Als die Familienministerin Kristina Schröder vor kurzem zwitscherte, wie könne man es denn als gerecht ansehen, wenn Hartz-4-Empfänger soviel Geld vom Staat erhalten wie andere in unterbezahlten Billigjobs, da meinte sie nachher rechtfertigend, sie habe immerhin mit ihrer Äußerung eine Debatte eingeleitet.
Jetzt durfte sich der Spiegel Mitchefredakteur Mathias Müller von Blumencron die Frage gefallen lassen, wie das Lifestylemagazin SPIEGEL denn dazu komme, einem Rechtsausleger wie Thilo Sarrazin ein derartiges Podium für seine abstrusen Thesen zu bieten. Und auch Müller von Blumencron zog in dieser Bedrängnis die Debattenanregungskarte:
taz: Herr Müller von Blumencron, warum gibt sich der Spiegel für den Vorabdruck des neuen Buchs von Thilo Sarrazin her?
Mathias Müller von Blumencron: Das war keine leichte Entscheidung, wir haben darüber intensiv in der Redaktion debattiert. Auch ich habe lange mit mir gerungen. Sie können sich denken, dass ich den Text weder inhaltlich noch im Ton teile. Er widerspricht meinen Vorstellungen von einer offenen Gesellschaft und der Zukunft dieses Landes diametral. Aber so ist das bei Meinungstexten: Um Debatten einzuleiten, müssen wir auch Beiträge drucken, mit deren Aussagen wir nicht einverstanden sind.
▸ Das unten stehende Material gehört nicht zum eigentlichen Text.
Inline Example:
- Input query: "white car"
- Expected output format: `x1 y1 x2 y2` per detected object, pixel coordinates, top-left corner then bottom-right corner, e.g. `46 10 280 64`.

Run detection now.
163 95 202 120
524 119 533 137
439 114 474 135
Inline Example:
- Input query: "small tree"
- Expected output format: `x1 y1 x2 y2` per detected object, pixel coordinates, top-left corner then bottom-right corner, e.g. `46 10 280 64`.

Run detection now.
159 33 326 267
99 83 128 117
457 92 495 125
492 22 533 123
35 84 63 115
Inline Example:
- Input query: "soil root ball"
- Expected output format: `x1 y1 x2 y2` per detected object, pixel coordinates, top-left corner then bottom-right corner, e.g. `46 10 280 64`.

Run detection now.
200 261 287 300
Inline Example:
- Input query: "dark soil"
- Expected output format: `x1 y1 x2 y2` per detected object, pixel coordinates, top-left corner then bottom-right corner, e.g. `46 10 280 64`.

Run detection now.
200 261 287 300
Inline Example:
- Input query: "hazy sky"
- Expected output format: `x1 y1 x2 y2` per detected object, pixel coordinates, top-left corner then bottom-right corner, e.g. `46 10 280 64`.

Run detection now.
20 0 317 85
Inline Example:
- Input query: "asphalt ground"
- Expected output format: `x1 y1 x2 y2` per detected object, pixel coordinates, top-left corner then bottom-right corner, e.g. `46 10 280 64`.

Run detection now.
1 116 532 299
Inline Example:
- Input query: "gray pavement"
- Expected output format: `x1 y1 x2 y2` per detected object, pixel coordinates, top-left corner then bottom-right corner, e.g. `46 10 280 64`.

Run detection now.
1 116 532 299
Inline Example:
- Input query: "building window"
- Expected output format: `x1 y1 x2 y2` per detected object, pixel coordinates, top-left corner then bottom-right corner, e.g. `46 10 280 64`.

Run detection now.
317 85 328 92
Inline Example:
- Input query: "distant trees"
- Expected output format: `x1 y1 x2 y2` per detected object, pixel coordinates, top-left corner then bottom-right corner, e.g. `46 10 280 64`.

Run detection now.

Als ob gerade produktiv über Chancenverbesserung für Immigranten diskutiert würde und nicht über durch angeblich kritische Medien hinausposaunte Fremdenfeindlichkeit. Da kann man mal sehen, wie hirnrissig es ist, sich bei der Rechtfertigung der verantwortlichen Veröffentlichung von Texten nur darauf zu beziehen, dass man eine Debatte angeregt habe. Denn mit diesem Argument müsste der SPIEGEL Leuten wie Claus Cremer von der NPD geradezu eine Kolumne anbieten. Unqualifizierte, rechtslastige Debatten wären dadurch genauso garantiert wie bei Thilo Sarrazin.
Und was das verantwortliche Publizieren von Texten angeht, das soll man sich beim Lesen des SPIEGELs inzwischen selber dazu denken. Das schreiben die nicht mehr explizit rein. Offenbar hat Müller zu Blumencron nicht mal die Frage der taz in ihrer Tragweite verstanden. So wenig wie der Protagonist in Des Kaisers neue Kleider gemerkt hat, dass er nackt war.